Abu Musab al-Zarqawi -- Jordanian terrorist and Sunni Muslim. After the U.S.-led invasion, founded al-Qaeda in Iraq. Credited with catalyzing Iraq's current civil war with his relentless attacks on Shiite Muslims. So vicious, bin Laden actually asked him to not kill so much. Died from an American bomb last summer.
Maher Arer -- Canadian software engineer of Syrian origin. Detained by the United States during a flight layover in New York. Erroneously declared an al-Qaeda terrorist by U.S. officials, Arer was sent to a Syrian prison, where he endured solitary confinement and regular torture. Returned to Canada after the United States and Syria figured out he wasn't a terrorist. Oops.
L. Paul Bremer -- Bush appointee who ran Iraq's government as head of the Coalition Provisional Authority from May 2003 until June 2004. Nicknamed "Jerry." His job was to stabilize Iraq's government and get reconstruction going. That didn't work out too well.
Daisy cutters -- Inappropriately cute name for the BLU-82B, a 15,000-pound bomb used by the United States in Afghanistan to destroy al-Qaeda cave hideouts.
Toby Keith -- Country singer whose songs "Courtesy of the Red, White, & Blue (The Angry American)" and "American Soldier," as well as his album Shock'n Y'all, perfectly captured Red-State America's urge to bomb Muslims after 9/11. Though he campaigned for Bush in 2004, he told an interviewer this year that he never actually supported the Iraq war.
Jessica Lynch -- Photogenic Army private captured by Iraqi forces in March 2003. U.S. Army made up a heroic story about her capture and staged her videotaped, Special Forces rescue from an Iraqi hospital. Lynch later denied the Army's story about her capture and called the stage rescue raid unnecessary.
Mullah Omar -- One-eyed leader of the Taliban. Afghanistan's leader from 1996 to 2001, when he fled from the American-aided Northern Alliance rebels. He's thought to be hiding in Pakistan. Has never sat in front of a camera, so only two grainy photographs of him exist. Did I mention he only has one eye?
Shock and awe -- Massive, coordinated American bombing campaign early in Iraq war. Designed to "shock and awe" Iraqi forces into laying down their arms, and American televisions to lay down all other programming for the sake of endlessly replaying footage of the "shock and awe" bombing of Baghdad.
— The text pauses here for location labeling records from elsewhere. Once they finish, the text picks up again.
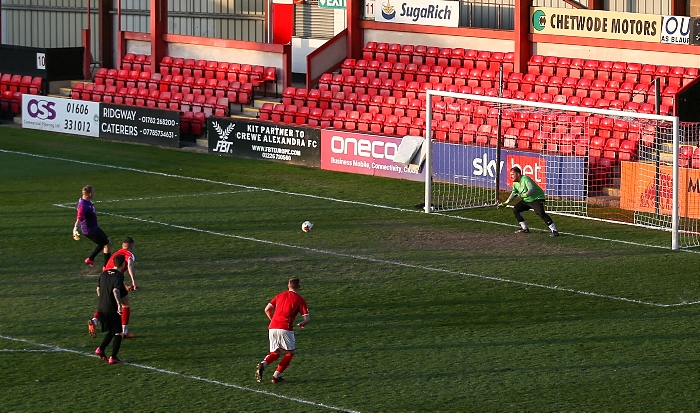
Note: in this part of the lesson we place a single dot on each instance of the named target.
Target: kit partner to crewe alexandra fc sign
(264, 140)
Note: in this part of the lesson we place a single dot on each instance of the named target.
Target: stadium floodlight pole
(428, 153)
(657, 104)
(499, 134)
(674, 194)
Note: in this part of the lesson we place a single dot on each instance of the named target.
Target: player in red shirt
(129, 258)
(282, 310)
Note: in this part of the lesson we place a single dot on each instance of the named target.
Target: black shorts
(98, 237)
(111, 322)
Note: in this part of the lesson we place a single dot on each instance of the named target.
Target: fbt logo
(41, 109)
(365, 148)
(534, 167)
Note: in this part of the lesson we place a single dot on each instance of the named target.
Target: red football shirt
(287, 305)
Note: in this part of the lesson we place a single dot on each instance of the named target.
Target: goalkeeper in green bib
(532, 198)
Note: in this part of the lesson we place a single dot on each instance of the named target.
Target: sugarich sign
(420, 12)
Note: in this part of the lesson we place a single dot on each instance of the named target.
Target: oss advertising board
(77, 117)
(80, 117)
(263, 140)
(363, 154)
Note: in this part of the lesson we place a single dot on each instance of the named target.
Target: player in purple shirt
(87, 219)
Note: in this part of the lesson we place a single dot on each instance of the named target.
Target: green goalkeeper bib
(522, 187)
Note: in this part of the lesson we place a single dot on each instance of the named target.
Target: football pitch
(410, 312)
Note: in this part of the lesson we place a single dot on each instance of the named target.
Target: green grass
(410, 312)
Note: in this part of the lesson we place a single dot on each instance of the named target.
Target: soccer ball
(307, 226)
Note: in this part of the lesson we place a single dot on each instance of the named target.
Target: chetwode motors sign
(596, 24)
(264, 140)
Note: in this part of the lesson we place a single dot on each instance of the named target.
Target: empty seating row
(192, 122)
(212, 69)
(236, 92)
(23, 84)
(411, 72)
(358, 96)
(571, 142)
(518, 87)
(209, 105)
(441, 56)
(137, 62)
(609, 70)
(595, 88)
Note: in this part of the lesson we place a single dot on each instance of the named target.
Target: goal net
(611, 165)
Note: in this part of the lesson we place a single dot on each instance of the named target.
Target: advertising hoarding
(363, 154)
(596, 24)
(419, 12)
(264, 140)
(140, 124)
(77, 117)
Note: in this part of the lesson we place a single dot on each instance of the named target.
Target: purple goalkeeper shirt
(87, 216)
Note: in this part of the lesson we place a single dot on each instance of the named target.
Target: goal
(611, 165)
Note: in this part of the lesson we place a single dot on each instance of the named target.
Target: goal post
(612, 165)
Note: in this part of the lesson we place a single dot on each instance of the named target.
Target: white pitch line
(396, 263)
(49, 347)
(254, 188)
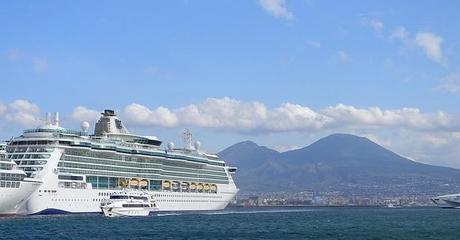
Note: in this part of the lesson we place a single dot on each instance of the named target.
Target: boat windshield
(118, 197)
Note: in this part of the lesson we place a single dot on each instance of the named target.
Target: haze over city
(280, 73)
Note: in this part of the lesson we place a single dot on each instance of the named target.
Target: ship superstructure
(79, 170)
(15, 188)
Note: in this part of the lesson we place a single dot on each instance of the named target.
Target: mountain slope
(339, 162)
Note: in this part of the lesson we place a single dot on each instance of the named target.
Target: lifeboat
(166, 184)
(123, 183)
(185, 186)
(134, 182)
(144, 183)
(175, 185)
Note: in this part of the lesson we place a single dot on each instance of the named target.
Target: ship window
(103, 182)
(92, 180)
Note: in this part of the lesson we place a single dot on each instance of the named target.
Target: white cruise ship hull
(12, 199)
(64, 201)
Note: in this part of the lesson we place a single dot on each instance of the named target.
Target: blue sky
(281, 73)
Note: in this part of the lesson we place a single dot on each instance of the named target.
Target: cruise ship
(79, 170)
(15, 188)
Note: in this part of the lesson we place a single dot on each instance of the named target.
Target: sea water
(246, 223)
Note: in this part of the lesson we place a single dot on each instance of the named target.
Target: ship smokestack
(48, 118)
(56, 119)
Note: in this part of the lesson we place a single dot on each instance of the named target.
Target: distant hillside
(340, 162)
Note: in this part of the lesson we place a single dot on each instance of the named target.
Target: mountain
(340, 162)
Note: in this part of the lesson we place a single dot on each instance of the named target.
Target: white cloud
(431, 45)
(427, 137)
(413, 118)
(343, 56)
(400, 33)
(81, 114)
(375, 24)
(277, 8)
(240, 116)
(142, 115)
(40, 65)
(450, 84)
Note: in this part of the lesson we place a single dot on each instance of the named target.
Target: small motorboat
(129, 203)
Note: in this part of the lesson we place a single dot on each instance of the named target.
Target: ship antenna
(187, 138)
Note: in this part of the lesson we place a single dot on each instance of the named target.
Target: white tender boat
(129, 203)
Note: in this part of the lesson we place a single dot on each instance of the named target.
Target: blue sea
(246, 223)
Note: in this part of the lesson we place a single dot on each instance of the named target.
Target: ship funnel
(56, 119)
(48, 118)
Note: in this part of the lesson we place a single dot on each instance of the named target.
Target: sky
(282, 73)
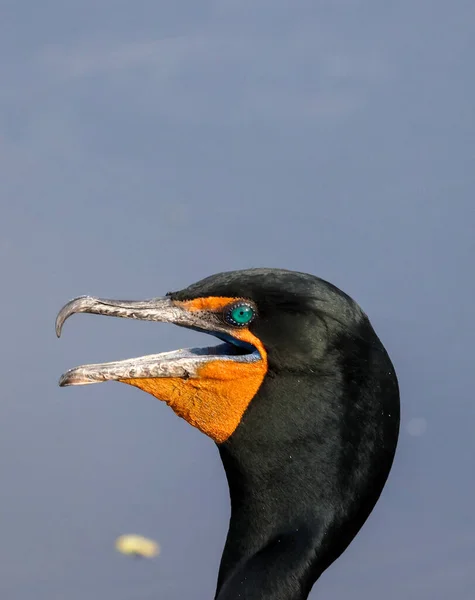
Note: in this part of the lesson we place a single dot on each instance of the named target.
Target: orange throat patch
(216, 400)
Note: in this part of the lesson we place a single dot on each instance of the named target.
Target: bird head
(268, 320)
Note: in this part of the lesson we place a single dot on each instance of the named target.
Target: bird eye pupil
(240, 315)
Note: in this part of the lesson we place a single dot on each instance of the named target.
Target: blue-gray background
(147, 144)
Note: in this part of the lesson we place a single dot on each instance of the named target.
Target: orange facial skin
(217, 399)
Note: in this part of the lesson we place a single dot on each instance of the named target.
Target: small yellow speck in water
(137, 545)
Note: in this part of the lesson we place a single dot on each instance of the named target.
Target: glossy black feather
(314, 449)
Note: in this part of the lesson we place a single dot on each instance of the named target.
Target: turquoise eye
(239, 314)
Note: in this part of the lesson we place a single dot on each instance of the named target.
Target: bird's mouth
(238, 346)
(210, 388)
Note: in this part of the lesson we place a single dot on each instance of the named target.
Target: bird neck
(271, 550)
(278, 568)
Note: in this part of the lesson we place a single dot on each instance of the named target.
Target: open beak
(183, 364)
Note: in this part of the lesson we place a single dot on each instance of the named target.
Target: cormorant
(302, 401)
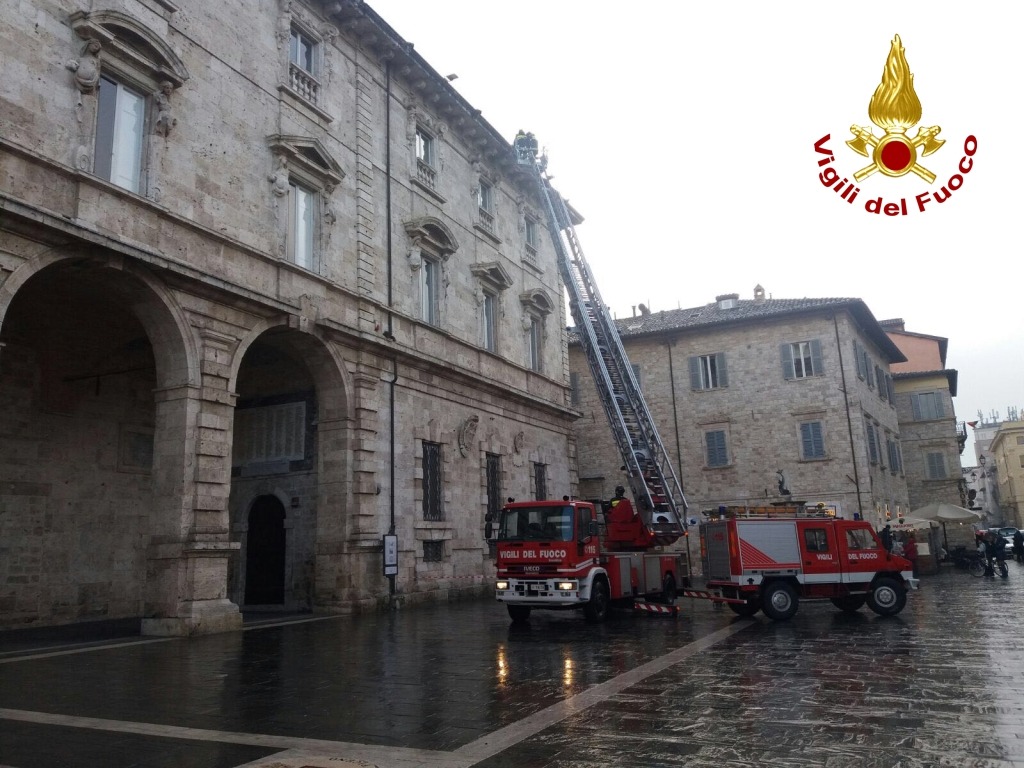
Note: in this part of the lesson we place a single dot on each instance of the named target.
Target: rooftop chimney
(727, 300)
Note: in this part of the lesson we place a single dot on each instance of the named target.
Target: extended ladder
(654, 485)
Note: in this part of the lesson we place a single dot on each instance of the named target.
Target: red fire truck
(567, 554)
(771, 558)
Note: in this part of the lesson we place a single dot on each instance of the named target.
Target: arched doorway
(265, 553)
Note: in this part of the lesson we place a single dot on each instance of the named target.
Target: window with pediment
(493, 282)
(126, 76)
(302, 183)
(537, 305)
(431, 243)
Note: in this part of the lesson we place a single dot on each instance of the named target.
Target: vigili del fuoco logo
(896, 110)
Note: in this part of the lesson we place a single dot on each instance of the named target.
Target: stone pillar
(189, 549)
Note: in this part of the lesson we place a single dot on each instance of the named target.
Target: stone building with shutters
(932, 438)
(756, 397)
(269, 289)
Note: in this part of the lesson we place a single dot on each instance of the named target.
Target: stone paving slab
(457, 686)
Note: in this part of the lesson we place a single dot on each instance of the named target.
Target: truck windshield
(860, 539)
(537, 524)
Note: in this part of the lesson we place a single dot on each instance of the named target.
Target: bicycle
(978, 567)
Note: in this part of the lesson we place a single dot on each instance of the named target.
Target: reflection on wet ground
(939, 685)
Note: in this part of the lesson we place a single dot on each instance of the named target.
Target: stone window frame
(702, 378)
(791, 351)
(423, 130)
(137, 58)
(721, 445)
(304, 162)
(537, 306)
(485, 193)
(493, 282)
(811, 434)
(431, 242)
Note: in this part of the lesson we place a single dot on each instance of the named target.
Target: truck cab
(770, 562)
(555, 554)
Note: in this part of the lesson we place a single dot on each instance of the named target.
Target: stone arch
(286, 373)
(433, 233)
(176, 355)
(97, 352)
Grand Ayatollah Ali al-Sistani -- Iraq's top Shiite Muslim cleric. Demanded direct elections for post-invasion Iraqi governments, thus ensuring Shiite dominance of elected governments. His Web site, www.sistani.org, answers readers' questions on how to be a good Muslim. Example: "Whenever I am thinking about a beautiful woman, there comes out a liquid that is very similar to semen? Is it semen?"
Paul Wolfowitz -- Former deputy secretary of defense, one of main architects of the Iraq invasion. Uses own saliva to style hair. Shortly before the war, he told Congress Iraq had no history of ethnic strife. D'oh! D'oh! Bush appointed him to run the World Bank, which worked out only slightly better. Currently unemployed.
Yellowcake -- A form of uranium used in the production of nuclear fuel for power generation and weapons-building. Not as delicious as the name suggests. President Bush falsely claimed in his 2002 State of the Union address that Iraq tried to obtain yellowcake from Niger.